INSERT INTO stream_avro(name,favorite_number,favorite_color) VALUES('test',1,'red')

Please refer to Protobuf/Avro Schema for more details.

Continuously Write to Pulsar via MV

You can use materialized views to write data to Pulsar as an external stream, e.g.

-- read the topic via an external stream
CREATE EXTERNAL STREAM frontend_events(raw string)
SETTINGS type='pulsar',
service_url='pulsar://host:port',
topic='owlshop-frontend-events';

-- create the other external stream to write data to the other topic
CREATE EXTERNAL STREAM target(
_tp_time datetime64(3),
url string,
method string,
ip string)
SETTINGS type='pulsar',
service_url='pulsar://host:port',
topic='..',
data_format='JSONEachRow',
one_message_per_row=true;

-- setup the ETL pipeline via a materialized view
CREATE MATERIALIZED VIEW mv INTO target AS
SELECT now64() AS _tp_time,
raw:requestedUrl AS url,
raw:method AS method,
lower(hex(md5(raw:ipAddress))) AS ip
FROM frontend_events;

DROP EXTERNAL STREAM

DROP STREAM [IF EXISTS] stream_name

Limitations

There are some limitations for the Pulsar-based external streams, because Timeplus doesn’t control the storage or the data format for the external stream.

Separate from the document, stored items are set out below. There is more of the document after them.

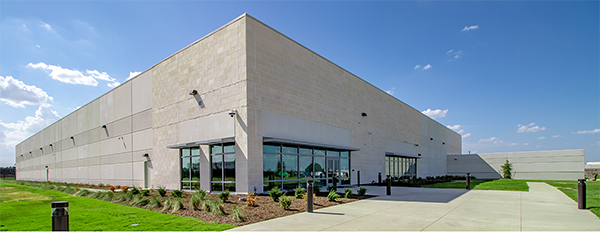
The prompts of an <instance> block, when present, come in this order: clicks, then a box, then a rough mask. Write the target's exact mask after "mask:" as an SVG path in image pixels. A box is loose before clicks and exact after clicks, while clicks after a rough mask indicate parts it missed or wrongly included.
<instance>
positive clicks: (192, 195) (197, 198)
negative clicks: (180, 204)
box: [190, 193, 202, 210]
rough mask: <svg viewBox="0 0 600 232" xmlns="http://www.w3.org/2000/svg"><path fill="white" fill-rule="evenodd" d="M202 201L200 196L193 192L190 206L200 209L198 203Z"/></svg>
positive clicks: (191, 198) (199, 204)
mask: <svg viewBox="0 0 600 232" xmlns="http://www.w3.org/2000/svg"><path fill="white" fill-rule="evenodd" d="M201 203H202V198H201V197H200V195H199V194H198V193H196V194H193V195H192V198H191V199H190V208H191V209H193V210H200V204H201Z"/></svg>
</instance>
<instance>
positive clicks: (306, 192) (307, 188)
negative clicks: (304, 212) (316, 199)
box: [306, 180, 314, 213]
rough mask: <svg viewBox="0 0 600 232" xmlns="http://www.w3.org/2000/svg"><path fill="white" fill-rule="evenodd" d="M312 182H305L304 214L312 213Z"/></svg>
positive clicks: (312, 211) (311, 181) (306, 181)
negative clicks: (305, 191) (305, 201)
mask: <svg viewBox="0 0 600 232" xmlns="http://www.w3.org/2000/svg"><path fill="white" fill-rule="evenodd" d="M313 189H314V187H313V181H312V180H308V181H306V212H309V213H312V212H313V208H312V207H313V196H312V195H313Z"/></svg>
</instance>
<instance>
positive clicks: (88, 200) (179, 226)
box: [0, 181, 235, 231]
mask: <svg viewBox="0 0 600 232" xmlns="http://www.w3.org/2000/svg"><path fill="white" fill-rule="evenodd" d="M54 201H69V217H70V218H69V229H70V230H88V231H91V230H93V231H99V230H171V231H181V230H186V231H191V230H213V231H221V230H226V229H230V228H233V227H235V226H232V225H222V224H218V223H207V222H203V221H200V220H198V219H196V218H189V217H182V216H177V215H170V214H162V213H158V212H154V211H150V210H145V209H140V208H136V207H130V206H125V205H120V204H115V203H111V202H107V201H101V200H96V199H92V198H87V197H76V196H71V195H69V194H66V193H62V192H58V191H51V190H43V189H40V188H37V187H29V186H22V185H16V184H9V183H6V182H2V181H0V219H1V220H0V230H11V231H12V230H34V231H36V230H51V217H50V213H51V210H50V202H54Z"/></svg>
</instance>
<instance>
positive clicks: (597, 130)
mask: <svg viewBox="0 0 600 232" xmlns="http://www.w3.org/2000/svg"><path fill="white" fill-rule="evenodd" d="M597 133H600V129H594V130H584V131H577V132H573V133H571V134H578V135H586V134H597Z"/></svg>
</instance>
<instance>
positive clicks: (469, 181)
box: [467, 172, 471, 190]
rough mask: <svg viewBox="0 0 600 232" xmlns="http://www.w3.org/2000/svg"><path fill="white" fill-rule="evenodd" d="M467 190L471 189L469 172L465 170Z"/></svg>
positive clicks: (470, 177)
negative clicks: (465, 170) (466, 176)
mask: <svg viewBox="0 0 600 232" xmlns="http://www.w3.org/2000/svg"><path fill="white" fill-rule="evenodd" d="M467 190H471V173H468V172H467Z"/></svg>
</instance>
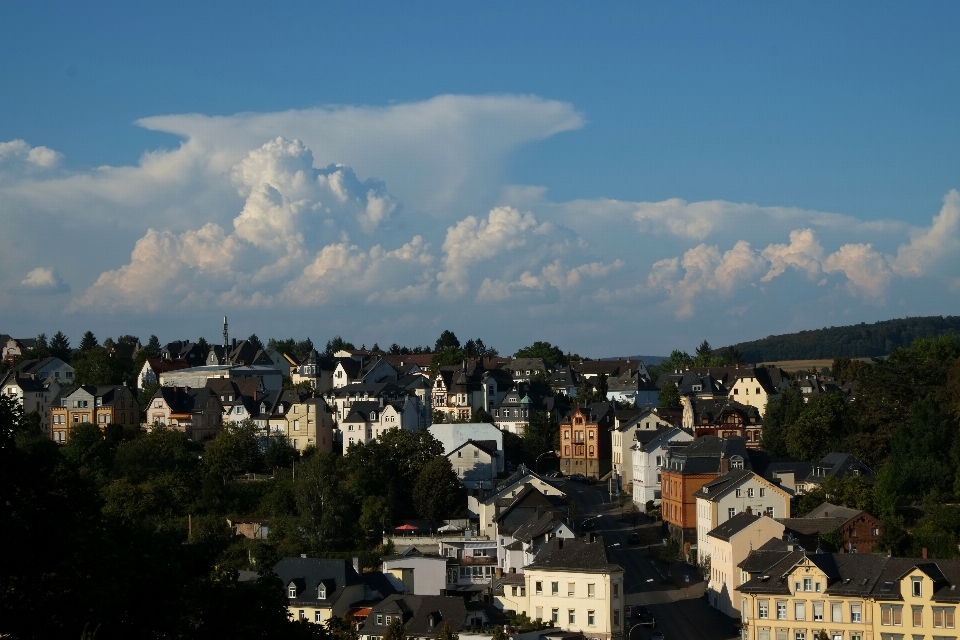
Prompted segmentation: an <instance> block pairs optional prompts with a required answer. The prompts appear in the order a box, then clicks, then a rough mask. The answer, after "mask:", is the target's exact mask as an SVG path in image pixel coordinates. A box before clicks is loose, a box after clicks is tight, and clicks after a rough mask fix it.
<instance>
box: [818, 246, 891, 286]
mask: <svg viewBox="0 0 960 640" xmlns="http://www.w3.org/2000/svg"><path fill="white" fill-rule="evenodd" d="M823 270H824V271H825V272H827V273H835V272H838V271H840V272H843V274H844V275H845V276H847V281H848V282H847V286H848V288H849V289H850V291H851V292H853V293H857V294H863V295H866V296H870V297H874V298H878V297H881V296H882V295H883V294H884V292H885V290H886V288H887V285H888V284H889V283H890V277H891V275H892V273H891V271H890V268H889V267H888V265H887V261H886V259H885V258H884V257H883V255H881V254H880V253H879V252H877V251H876V250H874V248H873V247H872V246H871V245H869V244H845V245H843V246H842V247H840V249H838V250H837V251H836V252H835V253H832V254H830V255H829V256H827V259H826V260H824V261H823Z"/></svg>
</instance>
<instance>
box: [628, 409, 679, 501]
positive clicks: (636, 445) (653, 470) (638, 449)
mask: <svg viewBox="0 0 960 640" xmlns="http://www.w3.org/2000/svg"><path fill="white" fill-rule="evenodd" d="M691 441H693V436H692V435H690V434H689V433H688V432H687V431H685V430H684V429H681V428H680V427H673V428H671V429H665V430H663V431H659V432H657V435H656V436H655V437H654V438H653V439H652V440H650V442H647V443H646V444H643V443H640V442H636V443H634V445H633V446H632V447H630V453H631V454H632V456H633V501H634V503H635V504H636V505H637V508H638V509H640V510H641V511H645V510H646V506H647V503H649V502H653V504H654V505H659V504H660V500H661V494H660V470H661V469H663V467H664V465H665V464H666V462H667V453H668V452H669V451H670V447H671V446H673V447H680V446H682V445H683V443H689V442H691Z"/></svg>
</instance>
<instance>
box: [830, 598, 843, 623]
mask: <svg viewBox="0 0 960 640" xmlns="http://www.w3.org/2000/svg"><path fill="white" fill-rule="evenodd" d="M830 621H831V622H843V603H841V602H831V603H830Z"/></svg>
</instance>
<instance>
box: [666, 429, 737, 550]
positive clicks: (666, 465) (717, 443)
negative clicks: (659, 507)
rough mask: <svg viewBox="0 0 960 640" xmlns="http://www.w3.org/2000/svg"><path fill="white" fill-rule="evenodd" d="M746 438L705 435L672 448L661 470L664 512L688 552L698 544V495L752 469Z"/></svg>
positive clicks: (670, 525)
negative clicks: (704, 435)
mask: <svg viewBox="0 0 960 640" xmlns="http://www.w3.org/2000/svg"><path fill="white" fill-rule="evenodd" d="M749 468H750V460H749V458H748V457H747V448H746V445H745V443H744V441H743V438H737V437H733V438H717V437H716V436H704V437H702V438H698V439H696V440H694V441H693V442H691V443H690V444H689V445H685V446H681V447H677V446H671V447H670V449H669V450H668V452H667V460H666V464H665V465H664V467H663V469H661V471H660V493H661V500H662V502H661V505H660V511H661V514H662V516H663V520H664V522H666V523H667V529H668V531H669V533H670V536H671V537H672V538H673V539H674V540H676V541H677V543H678V544H679V545H680V546H681V548H682V549H684V552H686V551H687V548H688V546H689V545H691V544H696V541H697V499H696V495H695V494H696V492H697V491H699V490H700V488H701V487H702V486H703V485H705V484H707V483H708V482H710V481H712V480H714V479H716V478H718V477H720V476H721V475H723V474H725V473H726V472H728V471H730V470H731V469H749Z"/></svg>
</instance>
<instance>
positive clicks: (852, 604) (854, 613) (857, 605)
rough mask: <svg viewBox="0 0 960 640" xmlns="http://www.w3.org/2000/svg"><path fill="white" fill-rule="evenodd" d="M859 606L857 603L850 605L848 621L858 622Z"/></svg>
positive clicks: (860, 607) (859, 610) (858, 617)
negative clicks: (849, 618)
mask: <svg viewBox="0 0 960 640" xmlns="http://www.w3.org/2000/svg"><path fill="white" fill-rule="evenodd" d="M861 607H862V605H859V604H851V605H850V622H860V613H861V611H860V610H861Z"/></svg>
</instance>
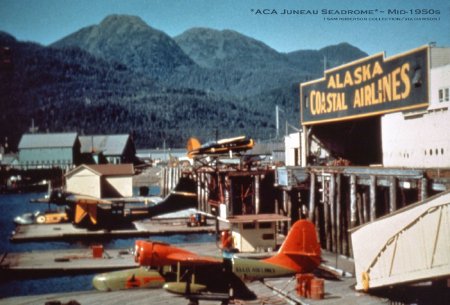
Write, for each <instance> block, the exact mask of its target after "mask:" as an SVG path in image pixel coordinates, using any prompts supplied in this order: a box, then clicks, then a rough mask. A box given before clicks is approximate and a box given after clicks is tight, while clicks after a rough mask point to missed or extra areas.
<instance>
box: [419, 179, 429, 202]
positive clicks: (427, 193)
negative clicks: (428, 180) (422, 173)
mask: <svg viewBox="0 0 450 305" xmlns="http://www.w3.org/2000/svg"><path fill="white" fill-rule="evenodd" d="M419 183H420V199H419V200H425V199H426V198H427V197H428V181H427V178H425V177H423V178H422V179H420V180H419Z"/></svg>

  1. The UI wizard to setup Pulsar External Stream is coming soon. Before it's ready, you need the SQL DDL.
  2. Unlike normal streams, there is no historical storage for the external streams. You can run table(ex_pulsar_stream) but it will scan all messages in the topic. There is no way to implement an efficient count. Thus, SELECT count() FROM table(ex_pulsar_stream) will always scan the whole topic. If you need to frequently run query for historical data, you can use a Materialized View to query the Pulsar External Stream and save the data in Timeplus columnar or row storage. This will improve the query performance.
  3. You use seek_to in the streaming query. earliest and latest are supported. You can also use seek_to='2024-10-14' for date or datetime based rewind. But number-based seek_to is not supported.
  4. There is no retention policy for the external streams in Timeplus. You need to configure the retention policy on Pulsar. If the data is no longer available in the external systems, they cannot be searched in Timeplus either.
  5. Like Kafka external stream, Pulsar external stream will fetch the partition list after the streaming SQL starts running. Thus, it won't be automatically detect new partitions at runtime. Users must re-execute the query in order to read data from the new partitions.